Dear Sir,
While Tsuji et al (1) have shown an association between impaired auto
-regulation and cerebral injury, the lack of early cerebral ultrasound
limits the definition of which comes first in the causal pathway.
Prospective data from ourselves (2) and others (3) would suggest that in
about a third of their babies, the IVH would have preceded the near infra-
red spectroscopy (NIRS) studies.
If impaired auto-regulation does come first, the question remains
whether it is a primary or intermediate factor in the causal pathway. In
animal models, cerebral autoregulation is quickly impaired by an hypoxic
or ischaemic insult (4). In a large study, we have shown that late IVH is
almost always preceded by a period of low blood flow to the upper body,
with flows less than 30% of that found in healthy babies (2). This low
flow usually occurs in the first 6 to 12 hours of life and is often not
reflected by low blood pressure. Like Wyatt and Meek (5), we would suggest
that this ischaemic period may be the primary event, causing damage to the
white matter, the watershed germinal matrix capillaries and
autoregulation.
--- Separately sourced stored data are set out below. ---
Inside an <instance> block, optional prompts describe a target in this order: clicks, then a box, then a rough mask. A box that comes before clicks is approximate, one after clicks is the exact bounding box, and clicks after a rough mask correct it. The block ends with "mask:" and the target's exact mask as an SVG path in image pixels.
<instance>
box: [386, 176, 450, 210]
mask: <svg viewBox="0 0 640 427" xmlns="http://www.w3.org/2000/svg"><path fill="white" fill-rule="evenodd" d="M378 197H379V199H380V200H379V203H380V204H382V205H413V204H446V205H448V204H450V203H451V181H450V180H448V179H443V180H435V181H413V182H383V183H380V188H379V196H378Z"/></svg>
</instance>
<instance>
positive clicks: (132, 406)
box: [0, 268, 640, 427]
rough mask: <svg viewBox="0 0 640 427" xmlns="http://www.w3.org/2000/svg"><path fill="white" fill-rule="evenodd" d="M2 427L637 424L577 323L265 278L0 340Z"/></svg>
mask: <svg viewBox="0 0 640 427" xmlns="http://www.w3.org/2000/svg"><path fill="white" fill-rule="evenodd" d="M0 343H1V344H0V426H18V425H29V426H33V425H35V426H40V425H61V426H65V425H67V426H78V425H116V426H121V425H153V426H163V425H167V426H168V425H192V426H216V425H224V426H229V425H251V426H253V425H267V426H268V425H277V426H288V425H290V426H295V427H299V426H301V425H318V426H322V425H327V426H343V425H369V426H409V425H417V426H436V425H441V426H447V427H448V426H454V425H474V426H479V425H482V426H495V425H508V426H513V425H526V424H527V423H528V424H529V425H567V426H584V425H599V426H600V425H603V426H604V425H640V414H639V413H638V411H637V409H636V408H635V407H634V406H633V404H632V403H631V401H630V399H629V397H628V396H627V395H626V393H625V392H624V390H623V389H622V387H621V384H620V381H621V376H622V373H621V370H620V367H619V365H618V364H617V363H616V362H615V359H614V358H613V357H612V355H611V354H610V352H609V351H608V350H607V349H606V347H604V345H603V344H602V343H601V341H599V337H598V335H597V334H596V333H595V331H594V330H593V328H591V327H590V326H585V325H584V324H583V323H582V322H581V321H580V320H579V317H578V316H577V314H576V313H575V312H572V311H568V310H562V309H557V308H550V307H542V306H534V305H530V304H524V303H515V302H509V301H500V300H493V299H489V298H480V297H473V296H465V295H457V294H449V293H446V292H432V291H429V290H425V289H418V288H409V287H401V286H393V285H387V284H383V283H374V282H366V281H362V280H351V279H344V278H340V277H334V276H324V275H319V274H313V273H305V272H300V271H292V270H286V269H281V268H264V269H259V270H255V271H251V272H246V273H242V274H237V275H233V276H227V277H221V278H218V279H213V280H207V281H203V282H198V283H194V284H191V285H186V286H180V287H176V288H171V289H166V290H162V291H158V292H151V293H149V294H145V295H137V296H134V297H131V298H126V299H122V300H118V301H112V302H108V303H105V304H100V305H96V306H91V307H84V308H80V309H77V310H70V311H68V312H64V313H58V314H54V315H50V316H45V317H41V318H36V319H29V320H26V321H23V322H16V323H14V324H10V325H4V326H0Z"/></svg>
The latter two setting the baby up for a haemorrhage once
flow improves, as it almost always does after 24 hours (2). Thus the
possibility that impaired autoregulation is an intermediate factor in the
causal pathway needs to be recognised.
Presumably blood pressure was maintained medically during this study
(there are no details), yet despite this, cerebral injury still occurred.
This seems counter-intuitive if the cerebral circulation is truly pressure
passive, if you maintain pressure you should maintain cerebral blood flow
and prevent injury. This makes more sense if you consider cross sectional
data from ourselves and others which shows only a weak relationship
between blood pressure and upper body blood flow (2) and cerebral blood
flow (6). Low flows can occur in the presence of normal blood pressure,
with or without inotropes (2). These observations are not contradictory to
those of Tsuji et al (1), but suggest that in those babies with impaired
autoregulation, there is inter-individual variation in the level at which
blood pressure and cerebral blood flow correlate.
The title of this paper is somewhat misleading particularly as data
from the whole study group showed low correlation. Neonatology needs to
move beyond blood pressure as the gold standard of haemodynamic health. I
would suggest that only by recognising and preventing low flow, rather
than low pressure, will progress in preventing end organ injury be made.
NIRS and Doppler techniques are useful research techniques for measuring
blood flow but, in reality, both are a long way from being routine
clinical tools. Such a clinical tool is badly needed.
Yours Sincerely,
Dr Nick Evans
References.
1. Tsuji M, Saul JP, du Plessis A et al. Cerebral intravascular
oxygenation correlates with mean arterial pressure in critically ill
premature infants. Pediatrics 2000;106:625-632.
2. Kluckow M, Evans N. Low superior vena cava flow and intraventricular
haemorrhage. Arch Dis Child 2000;82: F188-F194.
3. Ment LR, Oh W, Philip AG, Ehrenkranz RA, Duncan CC, Allan W, Taylor KJ,
Schneider K, Katz KH, Makuch RW. Risk factors for early intraventricular
hemorrhage in low birth weight infants. J Pediatr 1992;121:776-83,
4. Tweed A, Cote J, Lou H, Gregory G, Wade J. Impairment of cerebral blood
flow autoregulation in the newborn lamb by hypoxia. Pediatr Res
1986;20:516-9.
5. Wyatt J, Meek J. Commentary on cerebral intravascular oxygenation
correlates with mean arterial pressure in critically ill premature
infants. Pediatrics 200;106:828
6. Tyszczuk L, Meek J, Elwell C, Wyatt J. Cerebral blood flow is
independent of mean arterial pressure in preterm infants undergoing
intensive care. Pediatrics 1998;102:337-341.